First, try the full outer join of just a few cases from each table, for example 4 from the left and 3 from the right.

merge(head(Simple, 4), head(Simple2, 3), by=NULL)

Make sure you understand what the full outer join does before proceeding. For instance, you should be able to predict how many cases the output will have when the left input has \(n\) cases and the right has \(m\) cases.

  • There are 347 cases in the Stations data table. How many cases will there be in a full outer join of Simple to Simple2?

It’s often impractical to carry out a full outer join. For example, joining BabyNames to itself with a full outer join will generate a result with more than three-trillion cases. Three trillion cases from the BabyNames data is the equivalent of about 5 million hours of MP3 compressed music. A typical human lifespan is about 0.6 million hours.

Perform the full outer join and then use haversine() to compute the distance between each pair of stations.

StationPairs <- merge(Simple, Simple2, by=NULL)

Check your result for sensibility. Make a histogram of the station-to-station distances and explain where it looks like what you would expect. (Hint: you could use the Internet to look up the distance from one end of Washington, D.C. to the other.)

PairDistances <-
  StationPairs %>%
  mutate(distance = haversine(lat, long, lat2, long2)) %>%
  select(sstation, estation, distance)

Once you have PairDistances, you can join it with Trips to calculate the start-to-end distance of each trip. Of course, a rider may not go directly from one station to another.

  • Look at the variables in Stations and Trips and explain why Simple and Simple2 were given different variable names for the station.

An inner_join() is appropriate for finding the distance of each ride. Watch out! the Trips data and the PairDistances data are large enough that the join is expensive: it takes about a minute.

RideDistances <-
  Trips %>%
  inner_join(PairDistances)

Your turn: Display the distribution of the ride distances of the rides. Compare it to the distances between pairs of stations. Are they similar? Why or why not?

The distribution of trip lengths compared to the distribution of distances between pairs of stations (shaded).

Figure 17.5: The distribution of trip lengths compared to the distribution of distances between pairs of stations (shaded).

17.9 Mapping the Stations

You can draw detailed maps with the leaflet package. You may need to install it.

devtools::install_github("rstudio/leaflet")

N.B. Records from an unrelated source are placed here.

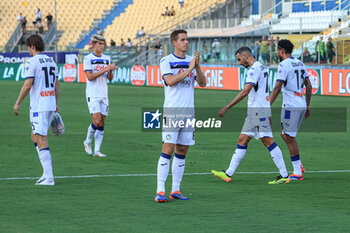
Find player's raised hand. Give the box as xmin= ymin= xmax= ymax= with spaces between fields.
xmin=219 ymin=107 xmax=228 ymax=117
xmin=13 ymin=104 xmax=19 ymax=116
xmin=194 ymin=51 xmax=201 ymax=66
xmin=111 ymin=62 xmax=119 ymax=71
xmin=305 ymin=106 xmax=311 ymax=119
xmin=188 ymin=57 xmax=196 ymax=71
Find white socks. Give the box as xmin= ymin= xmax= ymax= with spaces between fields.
xmin=157 ymin=153 xmax=171 ymax=193
xmin=39 ymin=147 xmax=53 ymax=178
xmin=157 ymin=153 xmax=185 ymax=193
xmin=226 ymin=144 xmax=248 ymax=176
xmin=171 ymin=153 xmax=185 ymax=193
xmin=85 ymin=123 xmax=104 ymax=153
xmin=85 ymin=123 xmax=97 ymax=143
xmin=95 ymin=127 xmax=104 ymax=153
xmin=290 ymin=154 xmax=302 ymax=176
xmin=267 ymin=142 xmax=288 ymax=178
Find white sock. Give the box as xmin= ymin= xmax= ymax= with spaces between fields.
xmin=85 ymin=123 xmax=97 ymax=143
xmin=95 ymin=127 xmax=104 ymax=153
xmin=157 ymin=153 xmax=171 ymax=193
xmin=290 ymin=154 xmax=302 ymax=176
xmin=39 ymin=147 xmax=53 ymax=178
xmin=171 ymin=153 xmax=185 ymax=193
xmin=226 ymin=144 xmax=248 ymax=176
xmin=267 ymin=142 xmax=288 ymax=177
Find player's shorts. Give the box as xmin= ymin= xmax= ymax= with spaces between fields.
xmin=162 ymin=114 xmax=195 ymax=146
xmin=86 ymin=97 xmax=109 ymax=116
xmin=29 ymin=111 xmax=55 ymax=136
xmin=281 ymin=108 xmax=306 ymax=138
xmin=241 ymin=116 xmax=273 ymax=140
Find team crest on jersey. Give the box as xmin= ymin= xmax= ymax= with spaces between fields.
xmin=143 ymin=109 xmax=162 ymax=129
xmin=177 ymin=69 xmax=193 ymax=78
xmin=94 ymin=64 xmax=106 ymax=72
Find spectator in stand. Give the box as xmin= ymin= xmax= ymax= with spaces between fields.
xmin=302 ymin=47 xmax=312 ymax=63
xmin=154 ymin=41 xmax=162 ymax=49
xmin=126 ymin=38 xmax=132 ymax=47
xmin=179 ymin=0 xmax=184 ymax=8
xmin=260 ymin=36 xmax=270 ymax=64
xmin=269 ymin=35 xmax=278 ymax=63
xmin=136 ymin=27 xmax=145 ymax=38
xmin=120 ymin=39 xmax=125 ymax=47
xmin=315 ymin=36 xmax=327 ymax=62
xmin=97 ymin=27 xmax=103 ymax=36
xmin=162 ymin=6 xmax=170 ymax=16
xmin=169 ymin=6 xmax=175 ymax=16
xmin=35 ymin=8 xmax=43 ymax=24
xmin=253 ymin=40 xmax=261 ymax=60
xmin=17 ymin=13 xmax=24 ymax=23
xmin=211 ymin=39 xmax=221 ymax=62
xmin=45 ymin=12 xmax=53 ymax=29
xmin=21 ymin=16 xmax=27 ymax=33
xmin=326 ymin=37 xmax=335 ymax=64
xmin=111 ymin=39 xmax=115 ymax=47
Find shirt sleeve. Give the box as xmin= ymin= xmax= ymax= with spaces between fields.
xmin=160 ymin=58 xmax=173 ymax=79
xmin=84 ymin=56 xmax=92 ymax=72
xmin=303 ymin=66 xmax=309 ymax=80
xmin=24 ymin=60 xmax=35 ymax=79
xmin=276 ymin=64 xmax=287 ymax=82
xmin=245 ymin=68 xmax=260 ymax=86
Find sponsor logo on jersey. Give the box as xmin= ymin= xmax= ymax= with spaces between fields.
xmin=130 ymin=65 xmax=146 ymax=86
xmin=304 ymin=69 xmax=320 ymax=94
xmin=94 ymin=64 xmax=105 ymax=72
xmin=40 ymin=91 xmax=55 ymax=97
xmin=63 ymin=64 xmax=77 ymax=83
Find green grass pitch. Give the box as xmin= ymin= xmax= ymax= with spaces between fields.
xmin=0 ymin=81 xmax=350 ymax=233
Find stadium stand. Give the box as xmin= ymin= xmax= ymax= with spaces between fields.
xmin=0 ymin=0 xmax=114 ymax=46
xmin=271 ymin=10 xmax=347 ymax=33
xmin=101 ymin=0 xmax=226 ymax=48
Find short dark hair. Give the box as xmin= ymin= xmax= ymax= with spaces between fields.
xmin=277 ymin=40 xmax=294 ymax=54
xmin=26 ymin=35 xmax=45 ymax=52
xmin=170 ymin=29 xmax=187 ymax=42
xmin=235 ymin=47 xmax=252 ymax=55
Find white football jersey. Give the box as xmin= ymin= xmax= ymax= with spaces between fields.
xmin=84 ymin=53 xmax=111 ymax=98
xmin=245 ymin=61 xmax=271 ymax=117
xmin=277 ymin=57 xmax=309 ymax=107
xmin=160 ymin=54 xmax=196 ymax=108
xmin=24 ymin=53 xmax=58 ymax=112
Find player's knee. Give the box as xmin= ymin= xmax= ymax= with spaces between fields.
xmin=237 ymin=136 xmax=247 ymax=146
xmin=176 ymin=147 xmax=187 ymax=155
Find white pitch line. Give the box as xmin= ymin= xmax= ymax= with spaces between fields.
xmin=0 ymin=170 xmax=350 ymax=181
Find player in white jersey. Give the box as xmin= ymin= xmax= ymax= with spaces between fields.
xmin=84 ymin=35 xmax=118 ymax=157
xmin=13 ymin=35 xmax=59 ymax=185
xmin=155 ymin=30 xmax=207 ymax=202
xmin=271 ymin=40 xmax=312 ymax=181
xmin=211 ymin=47 xmax=288 ymax=184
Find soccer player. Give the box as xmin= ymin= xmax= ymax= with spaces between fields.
xmin=270 ymin=40 xmax=312 ymax=182
xmin=84 ymin=34 xmax=118 ymax=157
xmin=13 ymin=35 xmax=59 ymax=185
xmin=155 ymin=30 xmax=207 ymax=202
xmin=211 ymin=47 xmax=288 ymax=184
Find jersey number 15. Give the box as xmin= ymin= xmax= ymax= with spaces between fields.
xmin=42 ymin=66 xmax=55 ymax=88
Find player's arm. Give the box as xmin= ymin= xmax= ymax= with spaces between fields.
xmin=163 ymin=58 xmax=196 ymax=87
xmin=304 ymin=78 xmax=312 ymax=119
xmin=107 ymin=62 xmax=118 ymax=81
xmin=13 ymin=78 xmax=34 ymax=115
xmin=195 ymin=51 xmax=207 ymax=87
xmin=270 ymin=80 xmax=283 ymax=105
xmin=55 ymin=78 xmax=61 ymax=112
xmin=219 ymin=83 xmax=254 ymax=117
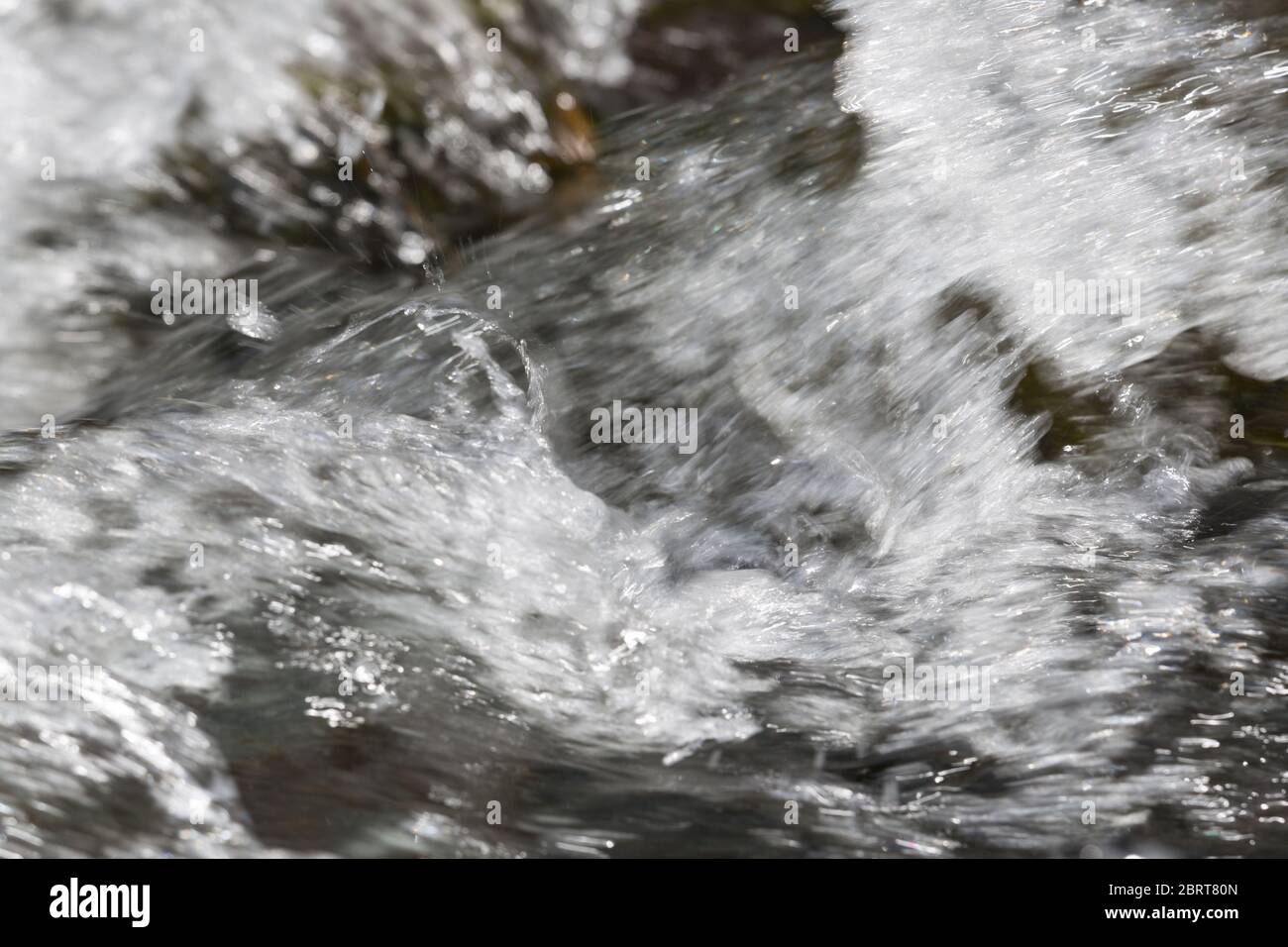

leaflet works much like ggplot() but provides special facilities for maps. Here’s how to make the simple map:

library(leaflet)
stationMap <-
  leaflet(Stations) %>%   # like ggplot()
  addTiles() %>%          # add the map
  addCircleMarkers(radius=2, color="red") %>%
  setView(-77.04, 38.9, zoom=12)

To display the map, use the object name as a command: stationMap

Figure 17.6: A map of station locations drawn with the leaflet() function in the leaflet package.

17.10 Long-distance stations

Your Turn (more challenging, but cool): Around each station on the map, draw a circle whose radius reflects the median distance covered by rentals starting at that station. To draw the circles, use the same leaflet commands as before, but add in a line like this.

addCircles(radius = ~ mid, color = "blue", opacity = 0.0001)

For addCircles() to draw circles at the right scale, the units of the median distance should be presented in meters rather than kilometers. This will create too much overlap, unfortunately. So, set the radius to be half or one-third the median distance in meters. From your map, explain the pattern you see in the relationship between station location and median distance.